Parmi les pistes proposées par la DSDEN 94, il y a celle de redéployer l’UPE2A de Gentilly sur les écoles d’Arcueil. Au risque de dégrader la scolarisation des élèves allophones de Gentilly sans répondre aux difficultés d’Arcueil, d’après les enseignants. « C’est déshabiller Paul, pour habiller Jacques », peste Cyrille Micheletta, délégué syndical Snuipp-Fsu qui a fait le déplacement à Henri Barbusse pour soutenir la grève. Contacté par le Bondy blog, la DSDEN 94 n’a pas donné suite à notre demande d’entretien. Idem pour l’académie de Créteil.

En France, les UPE2A concernaient 68 000 élèves pour l’année scolaire 2018-2019. Selon les chiffres officiels, plus de 800 jeunes sont concernés par le dispositif dans le Val-de-Marne, répartis dans une quarantaine de dispositifs. « Au moment du Covid-19, la fermeture des frontières a fait chuter les effectifs en UPE2A. L’académie en a profité pour fermer sept postes dans le département », explique Cyrille Micheletta.

Des postes ont été rouverts tard dans l’année, lors de l’arrivée des enfants réfugiés ukrainiens. « La directrice académique nous a confié que le nombre d’élèves était en constante augmentation. Mais le mal a été fait, la scolarité des enfants allophones accueillis dans ces dispositifs a été sacrifiée, et de nombreux collègues expérimentés sont partis », précise-t-elle. 

Plusieurs UPE2A en difficulté dans le département

Le syndicaliste avoue ne pas comprendre la logique de gestion des UPE2A. « On se demande s’il s’agit d’un véritable objectif de destruction ou si c’est juste l’application de dogmes absurdes qui conduisent l’administration à se tirer une balle dans le pied, surtout que le coût en termes de poste n’est pas énorme. » Le secteur Arcueil n’est pas le seul à éprouver des difficultés dans le département.

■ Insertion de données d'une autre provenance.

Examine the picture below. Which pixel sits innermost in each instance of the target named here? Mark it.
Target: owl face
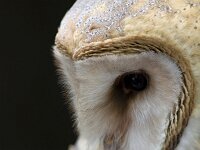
(132, 73)
(106, 106)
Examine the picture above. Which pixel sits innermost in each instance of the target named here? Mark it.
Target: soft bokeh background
(32, 110)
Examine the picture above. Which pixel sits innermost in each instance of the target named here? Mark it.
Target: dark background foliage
(33, 114)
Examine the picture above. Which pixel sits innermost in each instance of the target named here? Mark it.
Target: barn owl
(132, 69)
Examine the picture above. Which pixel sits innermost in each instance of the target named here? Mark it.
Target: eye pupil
(136, 81)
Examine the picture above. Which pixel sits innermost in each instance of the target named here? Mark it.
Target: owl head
(132, 69)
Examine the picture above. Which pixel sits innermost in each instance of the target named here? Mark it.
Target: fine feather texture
(101, 115)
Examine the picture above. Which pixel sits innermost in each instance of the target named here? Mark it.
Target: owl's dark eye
(136, 81)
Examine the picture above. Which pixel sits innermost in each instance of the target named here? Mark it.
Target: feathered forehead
(90, 21)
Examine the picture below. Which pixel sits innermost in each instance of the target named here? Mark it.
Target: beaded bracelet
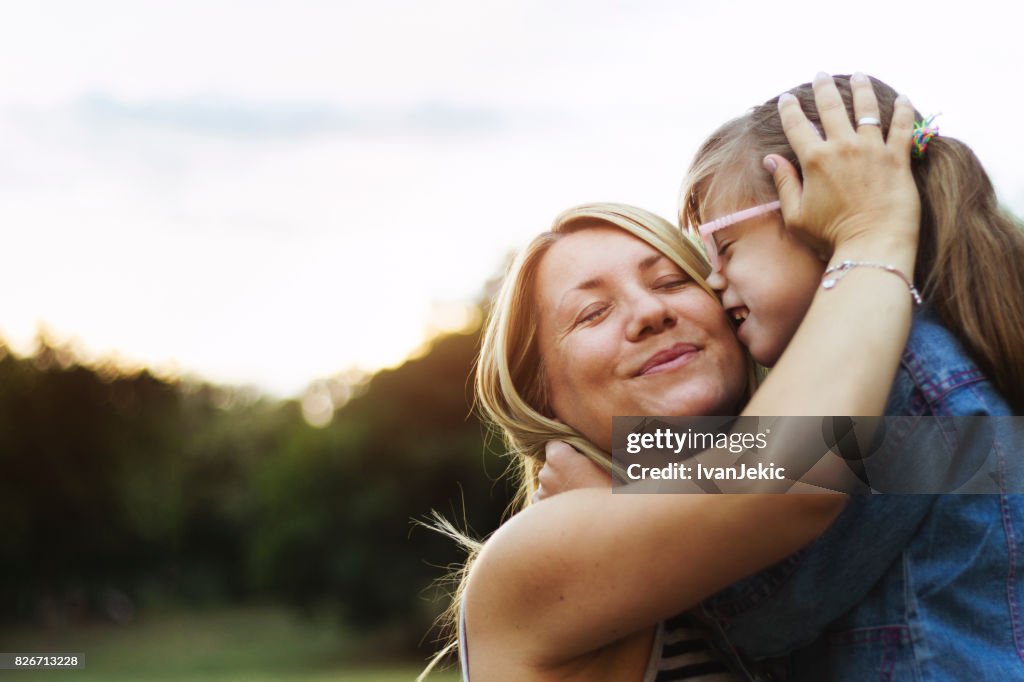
(836, 272)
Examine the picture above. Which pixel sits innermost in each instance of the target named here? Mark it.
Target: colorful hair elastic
(924, 131)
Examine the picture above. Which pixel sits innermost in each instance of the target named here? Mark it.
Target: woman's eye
(591, 314)
(672, 282)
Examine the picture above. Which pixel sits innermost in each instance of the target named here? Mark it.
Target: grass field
(264, 644)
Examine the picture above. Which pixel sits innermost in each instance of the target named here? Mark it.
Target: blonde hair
(970, 250)
(511, 390)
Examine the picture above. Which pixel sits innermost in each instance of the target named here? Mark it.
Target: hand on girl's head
(854, 181)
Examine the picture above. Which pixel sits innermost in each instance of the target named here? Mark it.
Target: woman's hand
(567, 469)
(856, 184)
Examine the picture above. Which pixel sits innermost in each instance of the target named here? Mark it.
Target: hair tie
(924, 131)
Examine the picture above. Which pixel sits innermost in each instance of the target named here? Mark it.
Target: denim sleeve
(788, 604)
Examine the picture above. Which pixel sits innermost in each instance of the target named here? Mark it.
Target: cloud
(231, 117)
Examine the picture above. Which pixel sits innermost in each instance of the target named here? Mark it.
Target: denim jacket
(900, 587)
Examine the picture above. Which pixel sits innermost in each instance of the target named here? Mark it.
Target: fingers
(901, 128)
(865, 107)
(832, 111)
(801, 133)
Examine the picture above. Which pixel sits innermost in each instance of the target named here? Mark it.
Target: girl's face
(623, 331)
(766, 280)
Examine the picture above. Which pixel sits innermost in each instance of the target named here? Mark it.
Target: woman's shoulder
(938, 377)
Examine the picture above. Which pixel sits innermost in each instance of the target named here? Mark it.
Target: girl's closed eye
(674, 281)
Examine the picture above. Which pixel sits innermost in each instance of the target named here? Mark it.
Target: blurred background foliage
(125, 494)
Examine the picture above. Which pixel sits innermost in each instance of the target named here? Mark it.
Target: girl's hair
(511, 388)
(971, 250)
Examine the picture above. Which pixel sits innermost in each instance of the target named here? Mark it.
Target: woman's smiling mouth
(668, 359)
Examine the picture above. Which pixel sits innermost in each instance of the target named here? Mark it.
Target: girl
(537, 602)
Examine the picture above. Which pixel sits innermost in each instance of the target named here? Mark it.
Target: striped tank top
(681, 651)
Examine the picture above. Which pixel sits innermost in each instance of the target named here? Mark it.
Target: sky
(267, 194)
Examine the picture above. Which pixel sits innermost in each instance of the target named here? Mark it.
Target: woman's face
(623, 331)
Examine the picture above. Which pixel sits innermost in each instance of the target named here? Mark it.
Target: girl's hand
(567, 469)
(856, 184)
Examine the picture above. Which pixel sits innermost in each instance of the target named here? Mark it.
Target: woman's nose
(650, 315)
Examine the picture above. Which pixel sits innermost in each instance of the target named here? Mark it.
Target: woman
(530, 600)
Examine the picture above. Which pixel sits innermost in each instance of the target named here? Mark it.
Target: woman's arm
(586, 568)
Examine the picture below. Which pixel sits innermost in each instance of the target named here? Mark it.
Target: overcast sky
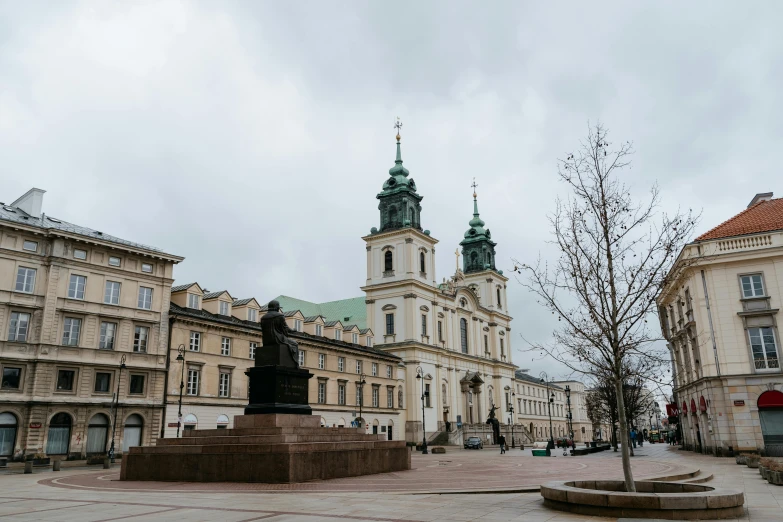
(252, 137)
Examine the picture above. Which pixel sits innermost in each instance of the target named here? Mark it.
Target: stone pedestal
(270, 448)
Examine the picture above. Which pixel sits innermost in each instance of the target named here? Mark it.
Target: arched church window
(463, 330)
(388, 261)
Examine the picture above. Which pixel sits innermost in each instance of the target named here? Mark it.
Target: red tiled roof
(761, 217)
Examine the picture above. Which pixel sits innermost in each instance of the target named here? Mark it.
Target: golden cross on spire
(398, 126)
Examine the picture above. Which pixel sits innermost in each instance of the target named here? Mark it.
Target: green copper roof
(347, 311)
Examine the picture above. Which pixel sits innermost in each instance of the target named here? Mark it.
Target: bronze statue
(275, 331)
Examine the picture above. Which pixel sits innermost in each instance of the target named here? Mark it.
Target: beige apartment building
(719, 314)
(219, 335)
(83, 316)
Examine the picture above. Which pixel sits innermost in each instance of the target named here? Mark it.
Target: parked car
(474, 443)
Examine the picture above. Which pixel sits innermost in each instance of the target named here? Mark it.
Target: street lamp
(181, 359)
(420, 376)
(511, 409)
(115, 407)
(362, 382)
(551, 396)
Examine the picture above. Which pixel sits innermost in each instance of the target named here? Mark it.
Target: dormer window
(193, 301)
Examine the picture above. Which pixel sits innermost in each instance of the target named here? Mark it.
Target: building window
(25, 280)
(195, 341)
(463, 332)
(112, 293)
(224, 388)
(20, 324)
(765, 353)
(65, 379)
(136, 385)
(12, 378)
(71, 329)
(102, 382)
(193, 301)
(76, 287)
(194, 376)
(752, 286)
(145, 298)
(141, 336)
(388, 262)
(108, 331)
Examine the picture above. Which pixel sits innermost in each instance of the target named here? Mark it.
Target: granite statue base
(271, 448)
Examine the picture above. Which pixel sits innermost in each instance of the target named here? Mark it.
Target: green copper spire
(399, 203)
(478, 249)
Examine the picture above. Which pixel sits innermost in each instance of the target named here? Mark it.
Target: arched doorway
(97, 434)
(132, 434)
(59, 437)
(8, 426)
(770, 405)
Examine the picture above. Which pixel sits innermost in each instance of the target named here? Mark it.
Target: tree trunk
(630, 487)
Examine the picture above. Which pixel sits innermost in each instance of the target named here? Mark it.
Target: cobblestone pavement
(87, 495)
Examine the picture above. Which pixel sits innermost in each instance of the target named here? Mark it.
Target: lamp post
(362, 382)
(513, 420)
(551, 397)
(116, 405)
(420, 376)
(181, 359)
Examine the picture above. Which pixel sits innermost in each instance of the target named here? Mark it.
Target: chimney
(758, 198)
(31, 202)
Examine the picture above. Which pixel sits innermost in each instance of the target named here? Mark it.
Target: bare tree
(615, 254)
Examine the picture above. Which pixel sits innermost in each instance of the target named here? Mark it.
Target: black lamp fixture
(116, 406)
(420, 377)
(181, 359)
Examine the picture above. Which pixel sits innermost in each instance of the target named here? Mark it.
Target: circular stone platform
(457, 471)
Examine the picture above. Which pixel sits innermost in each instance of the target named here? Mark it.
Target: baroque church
(454, 337)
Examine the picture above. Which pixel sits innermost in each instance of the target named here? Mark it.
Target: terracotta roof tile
(765, 216)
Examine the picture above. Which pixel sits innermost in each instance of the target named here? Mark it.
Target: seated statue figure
(275, 332)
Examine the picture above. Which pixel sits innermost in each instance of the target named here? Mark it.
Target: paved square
(499, 485)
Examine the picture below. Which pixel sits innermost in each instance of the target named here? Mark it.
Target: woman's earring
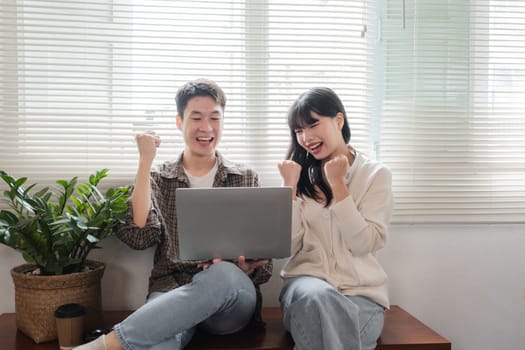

« Sur la circonscription d’Alfortville, 42 élèves sont inscrits dans un des dispositifs mobiles sur trois écoles (Bérégovoy, Octobre, Victor Hugo), dont 28 dans la seule école Bérégovoy qui compte également une Ulis ( dispositifs pour la scolarisation des élèves en situation de handicap) ! », indique Cyrille Micheletta. Une configuration qui rend l’organisation des UPE2A « impossible ».

Il est envisagé de fermer un voire deux des quatre dispositifs implantés dans ma commune

Selon les syndicats, la moitié des UPE2A dans le Val-de-Marne sont devenus mobiles, une transition encouragée par la DSDEN 94. Sur le terrain, c’est l’incompréhension, car bon nombre d’enseignants réclament le retour du rattachement aux écoles qui permettent un meilleur suivi des élèves. «Ce modèle permet aussi d’être vraiment intégré à une équipe pédagogique et d’échanger davantage avec mes collègues au sujet des élèves », estime une enseignante à temps plein dans une UPE2A fixe à Ivry-sur-Seine.

Pour l’instant, la spécialiste apprécie ses conditions de travail, mais reste méfiante au regard des défaillances dans les établissements voisins. Elle craint l’effet-domino : « Il est envisagé de fermer un voire deux des quatre dispositifs implantés dans ma commune. J’ai peur que cela change ma façon de travailler. »

Edit : à l’issue de leur grève, l’équipe éducative a réussi à obtenir une UPE2A à temps plein à Henri barbusse.